In order to visualize these dendrons, we obtained the energy-minimized structures of G3 dendron using MM2 (Figure 2). Interestingly, ferrocene functionality was enclosed by the biaryl backbone in case of G3(L2)Fc dendron that contain ferrocene in the intermediate layer, while it was placed out of the dendrimer backbone in dendrons that contain ferrocene unit at the core and periphery. However in contrast to our interpretation, the ferrocene placed in the other intermediate layer of G3(L3)Fc dendron, seems to be still presented at edge of dendrimer backbone. Note that these structures are obtained by energy minimization in the gas phase and thus do not account for the differential solvation of substituents. We suggest this as the reason for the observed discrepancy.

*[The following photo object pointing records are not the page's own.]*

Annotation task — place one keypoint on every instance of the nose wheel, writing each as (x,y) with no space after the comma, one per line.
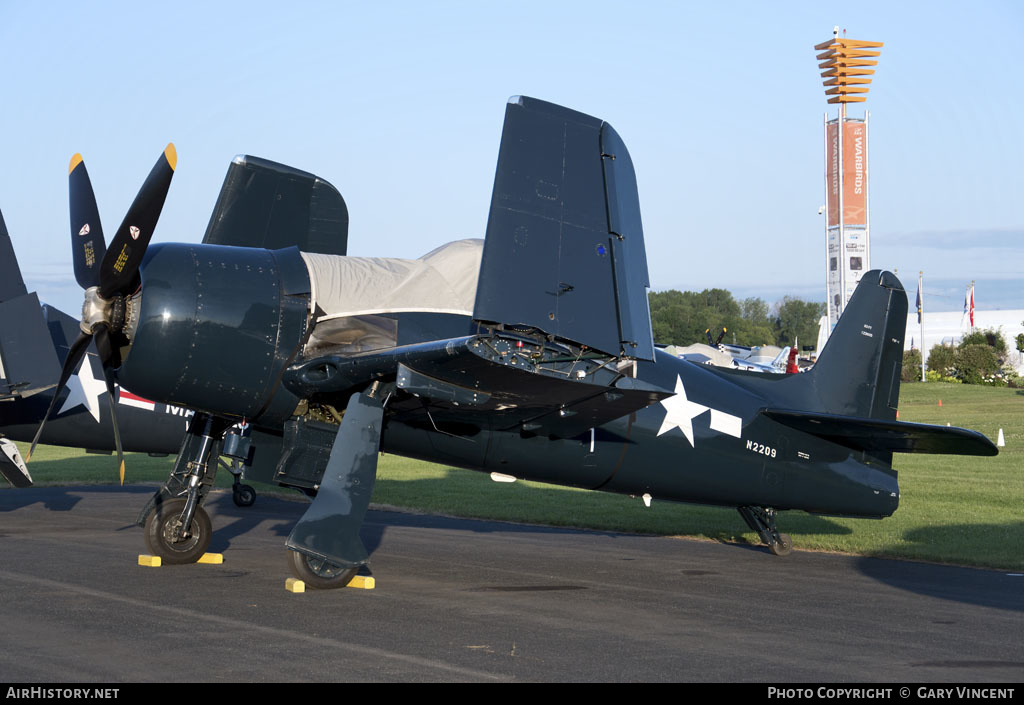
(165,536)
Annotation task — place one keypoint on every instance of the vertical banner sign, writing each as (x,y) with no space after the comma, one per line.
(854,173)
(832,173)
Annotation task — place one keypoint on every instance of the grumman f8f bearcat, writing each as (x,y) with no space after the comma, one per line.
(528,355)
(34,343)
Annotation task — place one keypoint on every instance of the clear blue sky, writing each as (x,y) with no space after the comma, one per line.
(399,105)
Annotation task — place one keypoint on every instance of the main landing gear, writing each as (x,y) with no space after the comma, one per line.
(762,521)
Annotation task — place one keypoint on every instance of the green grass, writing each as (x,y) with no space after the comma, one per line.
(955,509)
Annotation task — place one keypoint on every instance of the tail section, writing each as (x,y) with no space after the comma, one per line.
(851,395)
(857,373)
(28,362)
(564,237)
(11,284)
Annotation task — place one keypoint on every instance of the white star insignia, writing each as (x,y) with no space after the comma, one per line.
(680,412)
(84,389)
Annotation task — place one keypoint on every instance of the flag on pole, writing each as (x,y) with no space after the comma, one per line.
(971,297)
(919,298)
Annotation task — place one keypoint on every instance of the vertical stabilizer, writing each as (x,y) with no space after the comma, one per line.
(11,284)
(564,248)
(858,372)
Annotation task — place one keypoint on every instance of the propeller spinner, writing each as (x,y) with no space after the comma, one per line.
(108,275)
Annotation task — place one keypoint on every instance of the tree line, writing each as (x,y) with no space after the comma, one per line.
(680,318)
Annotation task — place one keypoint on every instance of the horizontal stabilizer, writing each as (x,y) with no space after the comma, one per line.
(11,465)
(30,363)
(269,205)
(873,436)
(564,249)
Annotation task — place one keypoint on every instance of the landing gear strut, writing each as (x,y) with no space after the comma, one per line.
(177,529)
(762,521)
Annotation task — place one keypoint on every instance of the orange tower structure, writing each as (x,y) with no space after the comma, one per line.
(847,70)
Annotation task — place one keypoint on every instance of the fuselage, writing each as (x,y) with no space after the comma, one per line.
(708,444)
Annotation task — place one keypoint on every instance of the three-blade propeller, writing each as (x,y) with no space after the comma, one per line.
(109,275)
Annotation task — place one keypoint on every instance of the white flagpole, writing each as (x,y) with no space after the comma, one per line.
(921,319)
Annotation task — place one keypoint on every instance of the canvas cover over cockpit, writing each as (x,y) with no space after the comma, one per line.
(350,297)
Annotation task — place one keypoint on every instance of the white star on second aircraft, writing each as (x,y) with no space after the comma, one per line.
(680,412)
(84,389)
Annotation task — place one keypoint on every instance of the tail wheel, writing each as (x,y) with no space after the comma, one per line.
(782,546)
(243,495)
(164,536)
(320,573)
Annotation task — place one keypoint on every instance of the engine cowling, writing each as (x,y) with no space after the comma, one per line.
(214,328)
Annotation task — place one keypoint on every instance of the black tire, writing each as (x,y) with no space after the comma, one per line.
(243,495)
(781,547)
(161,533)
(317,573)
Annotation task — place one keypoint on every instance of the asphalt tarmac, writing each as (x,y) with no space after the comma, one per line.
(470,600)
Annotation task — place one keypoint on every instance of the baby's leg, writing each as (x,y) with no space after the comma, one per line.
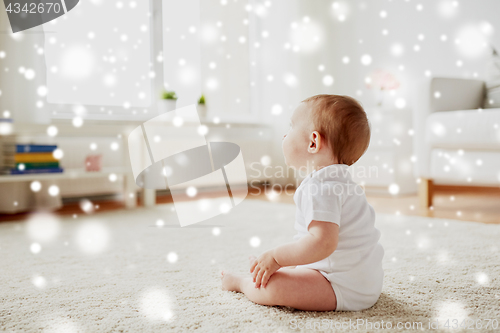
(299,288)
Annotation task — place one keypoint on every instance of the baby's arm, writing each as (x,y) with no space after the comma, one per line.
(321,242)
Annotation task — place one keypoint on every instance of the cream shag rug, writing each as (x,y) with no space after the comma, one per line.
(119,272)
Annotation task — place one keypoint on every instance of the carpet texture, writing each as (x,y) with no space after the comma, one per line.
(119,272)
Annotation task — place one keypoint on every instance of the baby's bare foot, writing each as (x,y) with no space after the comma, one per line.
(252,259)
(230,281)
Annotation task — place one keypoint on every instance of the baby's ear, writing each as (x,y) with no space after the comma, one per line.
(314,142)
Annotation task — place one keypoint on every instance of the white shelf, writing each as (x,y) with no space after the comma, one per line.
(66,174)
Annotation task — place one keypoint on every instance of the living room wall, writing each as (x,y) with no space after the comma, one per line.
(411,34)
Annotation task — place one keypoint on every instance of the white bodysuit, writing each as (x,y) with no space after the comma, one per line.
(354,269)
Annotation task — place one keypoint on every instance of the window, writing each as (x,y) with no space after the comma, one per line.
(114,65)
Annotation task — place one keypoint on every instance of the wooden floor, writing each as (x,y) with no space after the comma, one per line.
(467,204)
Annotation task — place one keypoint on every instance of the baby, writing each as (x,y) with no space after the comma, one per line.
(335,261)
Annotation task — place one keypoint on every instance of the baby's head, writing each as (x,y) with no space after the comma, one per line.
(325,130)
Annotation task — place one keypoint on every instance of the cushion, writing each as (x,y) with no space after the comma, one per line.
(465,168)
(493,82)
(464,129)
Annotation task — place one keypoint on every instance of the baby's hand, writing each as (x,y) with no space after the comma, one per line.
(263,267)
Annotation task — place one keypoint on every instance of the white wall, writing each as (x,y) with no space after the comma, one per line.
(361,34)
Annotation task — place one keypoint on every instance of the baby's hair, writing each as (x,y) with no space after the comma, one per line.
(342,121)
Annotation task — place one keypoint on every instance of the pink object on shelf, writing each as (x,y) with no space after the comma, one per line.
(93,163)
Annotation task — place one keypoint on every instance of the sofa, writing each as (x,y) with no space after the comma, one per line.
(456,135)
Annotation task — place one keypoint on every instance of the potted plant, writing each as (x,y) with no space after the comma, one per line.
(168,101)
(202,108)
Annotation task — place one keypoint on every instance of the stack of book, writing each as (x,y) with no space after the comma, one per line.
(35,159)
(7,152)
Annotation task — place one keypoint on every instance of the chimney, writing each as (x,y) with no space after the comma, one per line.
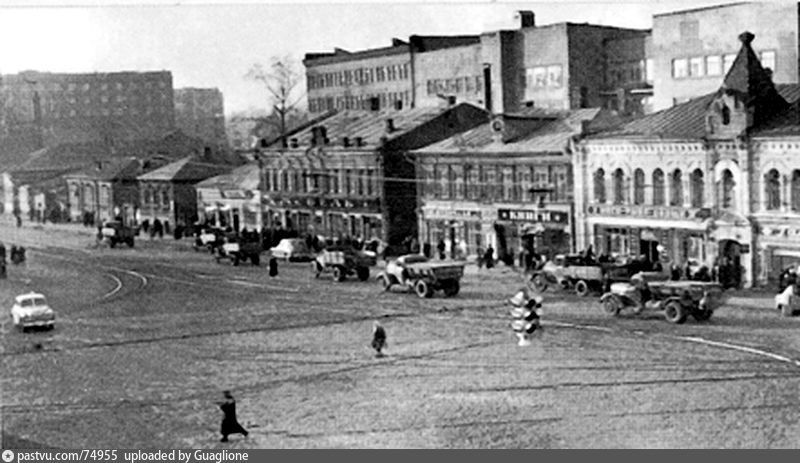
(526,19)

Considering the differences in the thermodynamics of the redox active species in different layers, we were also interested in investigating the kinetics of the heterogeneous electron transfer reactions. As a first step towards the calculation of kinetic parameters, the diffusion coefficient (D0) was calculated utilizing the limiting current obtained from the steady state CV for each of the generation. We had assumed that within a generation the D0 would be identical and thus the estimation of D0 was achieved using the more abundantly available focal point functionalized dendrons of each generation. As shown in Table 1, the D0 decreases upon increase in generation number, which is the general trend observed for dendrimers. The obtained D0 values were utilized to calculate the standard rate constants for heterogeneous electron transfer (k0).13,5i
While the Do values were found to follow the general trend, the k0 values did not vary significantly as a function of generation number or the location of the ferrocene (Table 1). All rate constant values were found to be about 1-2 × 10−4 cm/s. Similar k0 values for the first and second-generation dendrons is perhaps not surprising (we do not have an explanation for the slightly higher k0 for G1(L2)Fc). However, the insignificant changes in k0 of ferrocenes in various layers of higher generation dendrons are surprising. This is possibly due to the free rotation of the dendrons that leads to an orientation in which the ferrocene is conveniently accessed by the electrode irrespective of its location. For example, in the case of G3(L1)Fc and G3(L4)Fc, the ferrocene is at the core and at the periphery of the dendron respectively. It is reasonable that the dendrons could rotate rapidly near the electrode surface. Therefore, it is easy to imagine that the rotation of the dendron leads to an orientation in which the ferrocene is equidistant from the electrode in both G3(L1)Fc and G3(L4)Fc as illustrated in Figure 3. Such orientations result in similar k0 values for both G3(L1)Fc and G3(L4)Fc. The energy minimized structures in Figure 2 further supports this hypothesis. Similarly, ferrocene in G3(L2)Fc andG3(L3)Fc are only one layer away from G3(L1) and G3(L4) respectively. Hence, it is possible that the k0 value is essentially unchanged. These results show that the dendrimer growth does not effectively shield the ferrocene unit from the electrode, although the ferrocenium ion product is stabilized differently in various layers of the dendrons.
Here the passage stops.